The American founding fathers were quite aware that republican governments had historically proven rather fragile, and John Adams wrote about his analytic study of the mechanisms of failure in the Roman, Florentine, and Greek Republics. One of the key factors he found was the rise of an oligarchy that concentrated wealth and power and became increasingly isolated from and distinct from the rest of the citizenry. He and others in our government considered that possibility a major threat to our own republic, and consequently passed laws intended to prevent that eventuality from occurring here.

Nonetheless, an American aristocracy of wealth and birth did arise, and by end of the Nineteenth Century had accumulated most of the trappings of nobility - private communities, mansions with hordes of servants and largely endgamous mating patterns. The income tax was initiated partly in response to this phenomenon, and that, combined with more fundamental economic factors, produced a rich and relatively egalitarian society in the middle of the Twentieth Century.

That egalitarian society has suffered major damage since the 1970's. Globalization, technology, and especially the changes in taxation patterns initiated by Saint Reagan (big tax cuts for the rich, big tax increases for the middle class and working poor) have produced huge changes in the wealth distribution in the US.

Brad Delong excerpted Paul Krugman's NYT column:

What we’re seeing isn’t the rise of a fairly broad class of knowledge workers. Instead, we’re seeing the rise of a narrow oligarchy: income and wealth are becoming increasingly concentrated in the hands of a small, privileged elite.

[…]

So who are the winners from rising inequality? It’s not the top 20 percent, or even the top 10 percent. The big gains have gone to a much smaller, much richer group than that. A new research paper by Ian Dew-Becker and Robert Gordon of Northwestern University, “Where Did the Productivity Growth Go?,” gives the details. Between 1972 and 2001 the wage and salary income of Americans at the 90th percentile of the income distribution rose only 34 percent, or about 1 percent per year. So being in the top 10 percent of the income distribution, like being a college graduate, wasn’t a ticket to big income gains. But income at the 99th percentile rose 87 percent; income at the 99.9th percentile rose 181 percent; and income at the 99.99th percentile rose 497 percent. No, that’s not a misprint.

Just to give you a sense of who we’re talking about: the nonpartisan Tax Policy Center estimates that this year the 99th percentile will correspond to an income of $402,306, and the 99.9th percentile to an income of $1,672,726. The center doesn’t give a number for the 99.99th percentile, but it’s probably well over $6 million a year.


In 1968 a 99.9 percentile income was about forty times that of a 25 percentile income. By 1990 it was four hundred times as large. There is every reason to believe the disparity continues to increase. The Bush administration, oddly enough, has not been very forthcoming about changes since 2001, but the impact of their tax policies is clear.
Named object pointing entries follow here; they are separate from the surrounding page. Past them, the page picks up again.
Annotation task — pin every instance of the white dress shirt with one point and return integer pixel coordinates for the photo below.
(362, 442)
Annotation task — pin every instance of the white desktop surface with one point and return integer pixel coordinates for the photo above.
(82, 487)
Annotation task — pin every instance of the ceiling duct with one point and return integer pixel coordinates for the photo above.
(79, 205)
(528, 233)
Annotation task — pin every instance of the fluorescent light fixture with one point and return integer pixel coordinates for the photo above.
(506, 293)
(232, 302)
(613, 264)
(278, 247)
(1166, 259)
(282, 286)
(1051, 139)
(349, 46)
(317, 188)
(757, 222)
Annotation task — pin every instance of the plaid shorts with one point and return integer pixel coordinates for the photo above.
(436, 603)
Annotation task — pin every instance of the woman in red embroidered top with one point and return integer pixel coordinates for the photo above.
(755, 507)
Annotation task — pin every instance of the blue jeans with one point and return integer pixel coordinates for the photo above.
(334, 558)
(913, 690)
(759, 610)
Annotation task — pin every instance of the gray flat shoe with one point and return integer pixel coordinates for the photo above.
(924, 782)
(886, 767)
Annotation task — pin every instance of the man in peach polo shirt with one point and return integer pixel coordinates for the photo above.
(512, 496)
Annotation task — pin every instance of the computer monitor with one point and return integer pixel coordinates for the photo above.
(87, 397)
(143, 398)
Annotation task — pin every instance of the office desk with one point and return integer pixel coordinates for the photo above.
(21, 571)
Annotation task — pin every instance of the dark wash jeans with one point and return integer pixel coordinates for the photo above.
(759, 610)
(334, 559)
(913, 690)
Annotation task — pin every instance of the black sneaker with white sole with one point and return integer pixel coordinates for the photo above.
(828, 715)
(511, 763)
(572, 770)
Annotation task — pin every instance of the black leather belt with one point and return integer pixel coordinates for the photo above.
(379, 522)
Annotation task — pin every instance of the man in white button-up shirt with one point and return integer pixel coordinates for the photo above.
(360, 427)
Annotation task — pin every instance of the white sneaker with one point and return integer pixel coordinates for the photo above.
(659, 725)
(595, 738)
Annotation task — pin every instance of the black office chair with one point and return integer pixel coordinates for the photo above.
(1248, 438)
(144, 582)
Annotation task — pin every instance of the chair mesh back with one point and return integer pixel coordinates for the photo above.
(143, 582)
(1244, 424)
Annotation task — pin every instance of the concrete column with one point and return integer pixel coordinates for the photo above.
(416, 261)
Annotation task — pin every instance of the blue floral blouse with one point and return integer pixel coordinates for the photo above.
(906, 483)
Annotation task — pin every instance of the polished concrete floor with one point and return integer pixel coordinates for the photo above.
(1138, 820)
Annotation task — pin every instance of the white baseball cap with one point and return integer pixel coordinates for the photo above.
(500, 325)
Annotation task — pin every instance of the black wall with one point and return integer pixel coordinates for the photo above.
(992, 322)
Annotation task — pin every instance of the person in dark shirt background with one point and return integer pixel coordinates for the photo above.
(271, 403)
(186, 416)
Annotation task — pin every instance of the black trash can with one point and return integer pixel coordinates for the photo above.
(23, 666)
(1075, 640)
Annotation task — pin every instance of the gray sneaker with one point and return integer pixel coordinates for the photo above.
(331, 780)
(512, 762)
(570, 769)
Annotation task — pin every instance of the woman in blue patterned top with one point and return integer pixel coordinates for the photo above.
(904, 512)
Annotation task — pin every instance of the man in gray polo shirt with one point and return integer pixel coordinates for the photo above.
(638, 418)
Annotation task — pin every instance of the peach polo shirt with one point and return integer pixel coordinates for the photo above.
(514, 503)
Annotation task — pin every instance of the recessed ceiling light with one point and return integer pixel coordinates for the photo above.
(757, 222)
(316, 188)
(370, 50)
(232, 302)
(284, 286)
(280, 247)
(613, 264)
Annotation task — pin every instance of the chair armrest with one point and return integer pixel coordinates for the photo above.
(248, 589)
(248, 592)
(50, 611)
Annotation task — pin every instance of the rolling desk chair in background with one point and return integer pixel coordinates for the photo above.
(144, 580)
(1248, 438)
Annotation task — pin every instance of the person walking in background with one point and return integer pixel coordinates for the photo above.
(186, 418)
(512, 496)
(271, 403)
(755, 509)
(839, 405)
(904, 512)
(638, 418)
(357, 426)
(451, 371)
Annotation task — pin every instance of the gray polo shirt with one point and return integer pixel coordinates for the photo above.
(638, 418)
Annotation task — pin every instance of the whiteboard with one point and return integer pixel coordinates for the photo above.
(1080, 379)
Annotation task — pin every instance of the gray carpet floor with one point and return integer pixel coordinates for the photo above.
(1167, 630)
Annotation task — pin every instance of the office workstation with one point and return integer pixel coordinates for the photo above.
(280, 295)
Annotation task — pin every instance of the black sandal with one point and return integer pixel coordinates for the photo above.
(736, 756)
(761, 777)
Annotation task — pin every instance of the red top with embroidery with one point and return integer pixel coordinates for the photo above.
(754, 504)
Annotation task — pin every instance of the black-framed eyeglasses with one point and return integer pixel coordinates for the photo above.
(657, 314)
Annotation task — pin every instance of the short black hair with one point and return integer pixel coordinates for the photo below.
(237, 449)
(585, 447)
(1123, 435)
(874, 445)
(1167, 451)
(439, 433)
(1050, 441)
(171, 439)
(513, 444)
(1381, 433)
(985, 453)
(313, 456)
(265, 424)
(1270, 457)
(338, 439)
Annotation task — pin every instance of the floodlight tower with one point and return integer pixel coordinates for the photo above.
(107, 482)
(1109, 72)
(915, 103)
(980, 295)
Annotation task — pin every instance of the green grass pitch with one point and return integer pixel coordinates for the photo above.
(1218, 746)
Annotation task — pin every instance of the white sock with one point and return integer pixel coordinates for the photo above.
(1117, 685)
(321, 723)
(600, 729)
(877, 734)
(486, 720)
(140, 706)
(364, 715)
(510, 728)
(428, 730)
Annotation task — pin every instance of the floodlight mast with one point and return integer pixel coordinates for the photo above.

Taxes for the richest decreased far more than those for anyone else.

The gated community is the modern manifestation of membership in the oligarchy. If you have a few million dollars to spare you might qualify to join
The Yellowstone Club. It and it's founder, Tim Blixeth are lovingly portrayed in this week's New York Times Magazine by Susan Dominus. Tired of rubbing elbows with the upper middle class hoi polloi at Aspen? Embarrassed by the humiliation of having to call for a tee time at your allegedly exclusive country club? Join the Yellowstone Club and golf and ski in a private gated ski resort and golf course. Warm up by hopping on your private jet to the branch campus on the Mexican Gulf coast. You can bet you won't find any surly lift attendants at the Yellowstone club Montana, and the bar boys will jump when you lift your finger in Mexico.

There are other advantages. Your security, and your children's are being watched over by a crack security team headed by a former Secret Service biggie.

You can't blame the rich and famous for joining up. Bill Gates has to know that there are quite possibly criminals or even terrorists who might like to snatch his kids. And if your kid has to learn to snowboard from some local snow punk, at least he will be wearing the servants livery.